Outstanding grads 2014
IEEE President Victor Lee, fourth from left, is one of 1,000 students graduating from the Jacobs School of Engineering at UC San Diego in June 2014.
Photo: Tony Wong
San Diego, Calif., May 23, 201More than 1,000 students will be graduating from the Jacobs School of Engineering next month. We couldn’t possibly profile them all, so we asked for help from our faculty to find a few of them that exemplify all the amazing achievements of our undergraduates.
TESC President Pooja Makhijani plans to go to medical school after graduation.
When Pooja Makhijani first visited the Jacobs School, she didn’t know if she wanted to be an engineer. “I went on lab tours during my visit and was amazed that professors were willing to mentor me that fall,” she recalls. Makhijani signed up for bioengineering. A Jacobs Scholar, she took an unpaid research position her first year and worked on an independent project, which became the seed for her senior thesis. She served as TESC president in her junior and senior years. She created a peer mentorship program and spearheaded the creation of a scholarship fund to help students attend conferences and present their work. She plans to attend medical school at Stanford University this fall.
Sam Avery was standing on the ceiling. But to him, it seemed like everyone else was upside down. “You think the ceiling is the floor,” he said. “Your mind completely agrees it’s the floor. It’s one of the craziest things I’ve ever experienced.” Avery was on his second flight on a special NASA plane with UC San Diego’s zero-gravity team. They were investigating how biofuels burn in space, at the suggestion of mechanical engineering professor Forman Williams. It was Avery’s second stint on the team, this time as captain. Avery is headed for graduate school at Stanford. He’d like to start his own company someday.
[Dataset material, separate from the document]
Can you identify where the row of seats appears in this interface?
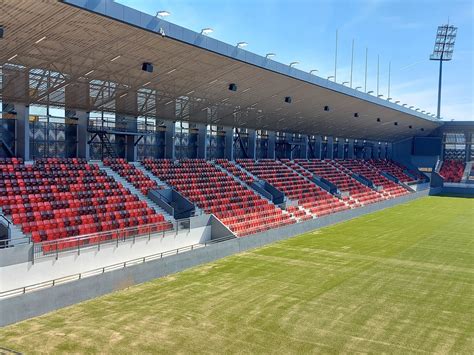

|Sam Avery, first on left, was the leader of UC San Diego's zeroG team, which flew on a NASA plane especially designed to simulate microgravity. The students were testing the behavior of biofuels in microgravity.|
|Nanoengineering student Celine Liong is headed for a Ph.D. at Stanford.|
In the past four years at the Jacobs School, Celine Liong has done research in four different labs, including work on drug delivery to solar cells. She also was the president of the UC San Diego chapter of the Society of Women Engineers. She plays badminton and likes to cook. Liong, who is the first in her family to go to college, said she was drawn to nanoengineering because of the field’s potential. “You can do so much,” she said. This fall, Liong will explore more of this potential at Stanford, where she will work toward a Ph.D. in translational medicine.
Zach Johnson, a comptuer science major, will join Google's Glass team.
When he graduates this summer, Zach Johnson will join four other Jacobs School computer science alums on the Glass team in Google[x], Google’s moonshot group. Johnson is better known to his classmates and the teachers here as zachoverflow, his Twitter handle and Internet pseudonym. Johnson interned at Microsoft and Facebook before landing an internship on the Glass team last summer. “I had a few assigned projects but I got them done early and decided to squash other peoples’ bugs—it's a good way to make friends,” he said. When he’s not programming or thinking about philosophy, Johnson enjoys playing the hammered dulcimer, a string instrument generally found in folk music pieces.
Under Victor Lee’s leadership, the UC San Diego chapter of IEEE grew from about 400 members to 630, becoming the second-largest in the nation. Lee said he’s just giving back. “I’m pretty sure I owe my success to IEEE,” he said. He is graduating with a bachelor’s in electrical engineering this year, but he’s not quite done with UC San Diego. Next year, he will be a master’s student here. “This is what I like,” he said. “This is what I’m good at.” In his spare time, Lee is transforming his parents’ home into a smart house. His latest project is an automatic watering system for his mother’s plants.